Bölüm 1

33 1 0
                                    

yine soğuk bir gecenin ardından sağ salim uyanmıştık.  abim ile  kaldığımız bu harebe ev bi gün kafama yıkılacak diye korkuyordum.

"bi günde korkmadan uyanmak istiyorum!"

abim hala yatıyordu aklım almıyor nasıl böyle rahat bu manyak 

"sanada günaydın helin"

"hiç günaydın değil canım. yeter  bir iş bulalımda bu eski evden çıkalım. kafamıza yıkılacak diye korkuyorum eğer yıkılırsa seni bırakır kaçarım oğuz  benden söylemesi"

evet benden büyük ama ona abi diyeceğim anlamına gelmez. 

"kızım şu ağzını hayır aç sabah sabah  yine toplamışsın bütün enerjiyi !"

diyip tam yine kafasını koyucaktı ki aklına birşey gelmiş gibi,

"oğuz değil abi diyeceksin. a-b-i bu kadar basit abartma hadi yaramaz bi kere de şunu "

dilimi ona doğru çıkarıp,

"19 yıllık hayatımda dedmedim şimdimi dicem PIŞŞIK canım sen belki böyle güzel bir ev,araba falan alırsan bırak abiyi sana efendim derim. ama işte zor biraz." 

diye kıkırdayıp ayağa kalktım,

"kızım gör bak almıyacaksam bile senin inadına alacam. hem ben zaten gece gündüz çalışıyorum. ya sen anca tıkınıyorsun. senin bu aç karnın yüzünden biraz zor olur o ev ,araba hayalin"

ne yani şimdi suçlu bu incecik karnımmı! 

"allah aşkına şu karnıma bakarmısın incecik her gören fiziğin mükkemel diyor. ama bilmiyorlarki açlıktan, sen asıl karı kız peşinden koşmaktan bir iş bulamadın hayır yani zengin bir sevgili bulsan bir, iki der kandırsan kızı olurda iste sen onuda beceremiyorsun."

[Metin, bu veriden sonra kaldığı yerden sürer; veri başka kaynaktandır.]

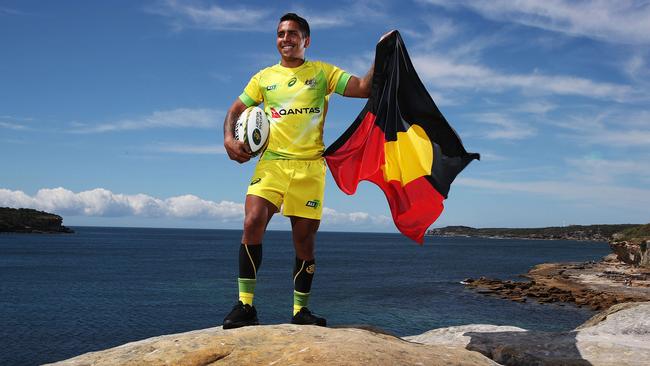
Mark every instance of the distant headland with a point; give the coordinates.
(571, 232)
(26, 220)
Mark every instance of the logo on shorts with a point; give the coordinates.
(311, 83)
(313, 204)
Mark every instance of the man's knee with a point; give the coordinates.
(255, 222)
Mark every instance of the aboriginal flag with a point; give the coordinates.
(401, 142)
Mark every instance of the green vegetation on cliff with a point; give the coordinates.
(26, 220)
(572, 232)
(637, 233)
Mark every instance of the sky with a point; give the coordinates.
(111, 113)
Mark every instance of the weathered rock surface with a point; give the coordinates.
(280, 345)
(597, 285)
(634, 252)
(25, 220)
(619, 336)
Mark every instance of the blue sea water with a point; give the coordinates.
(64, 295)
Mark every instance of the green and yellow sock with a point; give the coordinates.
(250, 258)
(303, 274)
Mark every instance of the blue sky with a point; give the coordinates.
(111, 113)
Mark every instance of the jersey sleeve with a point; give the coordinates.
(252, 94)
(337, 79)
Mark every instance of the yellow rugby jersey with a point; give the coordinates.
(295, 101)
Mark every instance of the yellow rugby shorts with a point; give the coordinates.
(296, 186)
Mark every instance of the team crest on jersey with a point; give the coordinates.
(311, 83)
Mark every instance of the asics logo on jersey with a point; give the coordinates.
(277, 113)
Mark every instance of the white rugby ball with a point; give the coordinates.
(252, 127)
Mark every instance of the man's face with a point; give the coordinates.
(290, 41)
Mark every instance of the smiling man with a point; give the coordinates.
(290, 175)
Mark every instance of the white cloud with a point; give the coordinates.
(506, 128)
(445, 73)
(13, 126)
(623, 21)
(101, 202)
(104, 203)
(182, 117)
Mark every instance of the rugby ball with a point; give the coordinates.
(252, 127)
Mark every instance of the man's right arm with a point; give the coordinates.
(237, 150)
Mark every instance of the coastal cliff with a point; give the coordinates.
(571, 232)
(631, 246)
(25, 220)
(617, 336)
(621, 277)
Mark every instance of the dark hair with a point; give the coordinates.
(302, 23)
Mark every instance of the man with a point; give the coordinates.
(291, 172)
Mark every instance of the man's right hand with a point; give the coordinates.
(237, 150)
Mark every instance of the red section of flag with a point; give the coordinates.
(414, 206)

dedikten sonra kaşlarına çatıp kafama bir tane geçirdi, 

"yaramaz  sen de çok kötüsün !  kızım hiç ayarın yok senin valla bak kendindenm başkasını düşünmezmisin sen"

evet düşünmem ben 7 yaşında bıraktım başkalarını düşünmeyi babam denen kişinin annemi öldürüp bizi yurda attığı gece ben, kendim ve oğuzdan başkasını düşünmeyi bıraktım. tek düşündüğüm oğuzun iyiliği,

"düşünmem tabi kendim yetmiyor bide başkalarınımı düşünüyüm. hem zenginler üzülsede kalkarlar ayağa biz  öyle değiliz onların acısını para kapatır. bizimkini kim, ne kapatır? biz acılarımızı birlikte sararak kapatırız"

dediğimde yutkundu. duymayı sevmiyordu böyle şeyleri o yakışıklı, uzun boylu, yeşil gözlü, esmer tenliydi. her kızın ilgisini çekerdi. çapkındı hafif olan kasları onu dahada iyi gösteriyordu. kız ortamı vardı, sevgilisi vardı. o benim gibi değildi...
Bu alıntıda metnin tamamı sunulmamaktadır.